The ethanol from the facility that will have capacity to produce 20 million liters (5.3 million gallons) annually will be distilled from 85,000 metric tons of molasses, the result of processing 2 million tons of cane, Kenneth Musinga Barungi, an assistant to the company’s general manager, said by e-mail yesterday.
“Directors are discussing the design, possible equipment suppliers and costs, with plans for production to start by mid-December 2015,” he said. Officials visited India and China for advice on feasibility studies, Barungi said.
Kakira and other producers currently sell molasses cheaply to distillers of a local gin. The landlocked nation may produce a surplus of sugar this year, with output rising 32 percent to 442,550 tons from a year earlier, according to its manufacturers’ association. Domestic demand is about 320,000 tons annually. Uganda consumed 17,000 barrels of petroleum products daily in 2012, according to the U.S. Energy Information Administration.
The ethanol will be blended with gasoline to cut fuel costs and the mixture will range from 8 percent to 15 percent, Barungi said. Kakira and other processors of the sweetener are lobbying the East African nation’s government to pass policy before production starts, he said.
The company is owned by the Kakira-based Madhvani Group, one of the nation’s leading industrial groups, which is classified by Forbes magazine among the 10 biggest family companies in Africa.
The group invested $75 million since 2012 in Kakira’s cane-crushing facilities and in generating electricity from bagasse, a cane fiber, Barungi said. It uses 16 megawatts of its 50 megawatts of capacity, selling the remainder to the national grid, he said.

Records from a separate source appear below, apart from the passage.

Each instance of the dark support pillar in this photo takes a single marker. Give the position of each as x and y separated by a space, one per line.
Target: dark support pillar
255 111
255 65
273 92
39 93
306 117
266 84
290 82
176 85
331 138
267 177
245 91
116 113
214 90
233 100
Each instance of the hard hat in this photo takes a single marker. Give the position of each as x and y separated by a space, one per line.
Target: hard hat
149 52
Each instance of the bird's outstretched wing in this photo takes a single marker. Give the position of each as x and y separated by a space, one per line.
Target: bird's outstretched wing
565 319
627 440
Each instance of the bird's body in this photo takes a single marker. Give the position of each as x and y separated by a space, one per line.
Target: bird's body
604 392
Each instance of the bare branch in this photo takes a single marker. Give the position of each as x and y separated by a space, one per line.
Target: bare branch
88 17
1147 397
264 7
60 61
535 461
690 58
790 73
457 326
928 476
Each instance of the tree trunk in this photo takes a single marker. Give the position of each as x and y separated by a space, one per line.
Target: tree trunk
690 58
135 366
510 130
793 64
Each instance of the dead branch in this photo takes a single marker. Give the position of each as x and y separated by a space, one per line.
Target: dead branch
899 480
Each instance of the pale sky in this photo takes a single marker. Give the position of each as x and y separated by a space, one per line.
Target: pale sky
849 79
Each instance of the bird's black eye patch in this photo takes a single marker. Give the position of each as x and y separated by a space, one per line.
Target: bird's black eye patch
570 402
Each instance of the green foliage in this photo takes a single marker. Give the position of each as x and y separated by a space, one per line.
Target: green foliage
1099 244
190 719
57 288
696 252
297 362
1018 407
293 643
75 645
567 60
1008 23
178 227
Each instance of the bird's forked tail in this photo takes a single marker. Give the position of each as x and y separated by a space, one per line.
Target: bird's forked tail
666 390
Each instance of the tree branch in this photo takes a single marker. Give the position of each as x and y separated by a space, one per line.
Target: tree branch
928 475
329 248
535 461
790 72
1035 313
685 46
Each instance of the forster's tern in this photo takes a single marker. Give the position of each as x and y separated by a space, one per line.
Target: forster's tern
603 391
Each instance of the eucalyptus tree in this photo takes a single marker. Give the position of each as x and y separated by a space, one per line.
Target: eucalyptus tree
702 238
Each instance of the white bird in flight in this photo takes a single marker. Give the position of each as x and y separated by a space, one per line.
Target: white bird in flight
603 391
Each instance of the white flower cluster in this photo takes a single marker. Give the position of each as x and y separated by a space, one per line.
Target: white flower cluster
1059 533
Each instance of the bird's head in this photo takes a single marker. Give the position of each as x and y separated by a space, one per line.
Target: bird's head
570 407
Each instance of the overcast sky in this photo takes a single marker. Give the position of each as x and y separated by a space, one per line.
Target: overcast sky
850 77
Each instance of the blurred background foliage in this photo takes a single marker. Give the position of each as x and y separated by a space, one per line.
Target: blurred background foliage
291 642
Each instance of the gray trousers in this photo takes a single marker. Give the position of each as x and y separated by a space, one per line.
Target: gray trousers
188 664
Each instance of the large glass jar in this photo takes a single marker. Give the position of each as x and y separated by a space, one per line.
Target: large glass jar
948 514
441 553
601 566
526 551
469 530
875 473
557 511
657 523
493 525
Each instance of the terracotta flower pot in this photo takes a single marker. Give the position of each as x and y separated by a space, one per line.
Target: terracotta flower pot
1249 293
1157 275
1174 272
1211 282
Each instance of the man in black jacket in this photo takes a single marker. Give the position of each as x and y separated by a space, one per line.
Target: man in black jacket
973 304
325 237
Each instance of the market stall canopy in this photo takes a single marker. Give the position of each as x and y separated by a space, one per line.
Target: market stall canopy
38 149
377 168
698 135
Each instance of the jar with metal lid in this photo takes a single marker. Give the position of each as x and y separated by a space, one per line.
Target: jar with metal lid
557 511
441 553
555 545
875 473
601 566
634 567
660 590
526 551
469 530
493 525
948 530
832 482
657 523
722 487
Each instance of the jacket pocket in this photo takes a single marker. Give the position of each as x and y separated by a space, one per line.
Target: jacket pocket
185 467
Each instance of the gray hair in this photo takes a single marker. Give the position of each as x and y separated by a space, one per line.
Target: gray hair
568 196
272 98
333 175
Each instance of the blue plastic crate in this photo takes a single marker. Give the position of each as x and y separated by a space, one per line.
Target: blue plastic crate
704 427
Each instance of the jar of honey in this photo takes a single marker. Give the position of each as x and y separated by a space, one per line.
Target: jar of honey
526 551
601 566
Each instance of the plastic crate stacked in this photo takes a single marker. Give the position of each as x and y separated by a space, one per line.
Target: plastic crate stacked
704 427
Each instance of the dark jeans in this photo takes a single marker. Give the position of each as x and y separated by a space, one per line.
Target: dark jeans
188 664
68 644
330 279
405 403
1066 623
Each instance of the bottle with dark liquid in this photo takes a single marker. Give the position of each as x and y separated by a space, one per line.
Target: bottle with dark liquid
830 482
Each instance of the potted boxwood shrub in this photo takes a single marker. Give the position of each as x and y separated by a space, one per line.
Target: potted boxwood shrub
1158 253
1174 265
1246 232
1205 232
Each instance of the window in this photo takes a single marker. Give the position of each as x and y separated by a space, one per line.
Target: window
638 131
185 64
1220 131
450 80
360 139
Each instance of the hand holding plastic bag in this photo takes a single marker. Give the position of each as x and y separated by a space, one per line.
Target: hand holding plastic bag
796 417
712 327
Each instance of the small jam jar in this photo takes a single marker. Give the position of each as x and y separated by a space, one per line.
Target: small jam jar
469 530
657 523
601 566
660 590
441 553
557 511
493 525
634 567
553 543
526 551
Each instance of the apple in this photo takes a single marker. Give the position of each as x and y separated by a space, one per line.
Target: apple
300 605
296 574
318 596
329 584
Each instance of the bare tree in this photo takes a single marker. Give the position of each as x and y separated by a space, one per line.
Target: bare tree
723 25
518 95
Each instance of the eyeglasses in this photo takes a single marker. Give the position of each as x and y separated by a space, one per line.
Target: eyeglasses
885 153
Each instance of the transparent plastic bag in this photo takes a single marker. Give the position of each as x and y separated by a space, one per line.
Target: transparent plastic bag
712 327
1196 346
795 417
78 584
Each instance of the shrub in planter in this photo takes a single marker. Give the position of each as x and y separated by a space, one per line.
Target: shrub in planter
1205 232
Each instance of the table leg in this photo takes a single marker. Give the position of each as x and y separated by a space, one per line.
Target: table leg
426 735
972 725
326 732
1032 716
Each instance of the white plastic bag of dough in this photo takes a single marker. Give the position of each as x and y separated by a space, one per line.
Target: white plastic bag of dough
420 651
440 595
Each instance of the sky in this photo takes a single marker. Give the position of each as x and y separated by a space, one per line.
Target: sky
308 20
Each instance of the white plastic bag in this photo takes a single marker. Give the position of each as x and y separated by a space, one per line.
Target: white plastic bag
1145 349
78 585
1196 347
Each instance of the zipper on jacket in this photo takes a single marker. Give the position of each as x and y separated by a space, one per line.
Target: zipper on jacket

Uganda’s installed power capacity is 810 megawatts, according to the Electricity Regulatory Authority. Eskom Holdings Ltd., the utility that generates about 95 percent of South Africa’s power, had installed capacity of 41,995 megawatts at the end of March, it said on July 11.
Kakira may boost its sugar production this year to 180,000 tons from 152,204 tons last year, according to the Uganda Sugar Manufacturers’ Association, of which the company is a member. Other members of the body are Mauritius-based Rai Group’s Kinyara Sugar Ltd., Sugar Corporation of Uganda Ltd., owned by the India-based Mehta Group, and Kaliro Sugar Ltd., part of Alam Group of Uganda.
White sugar for delivery in October was little changed at $447.80 a ton at 2:50 p.m. in London while raw sugar for the same month rose for a second day, adding 0.4 percent to 17.12 cents a pound on ICE Futures.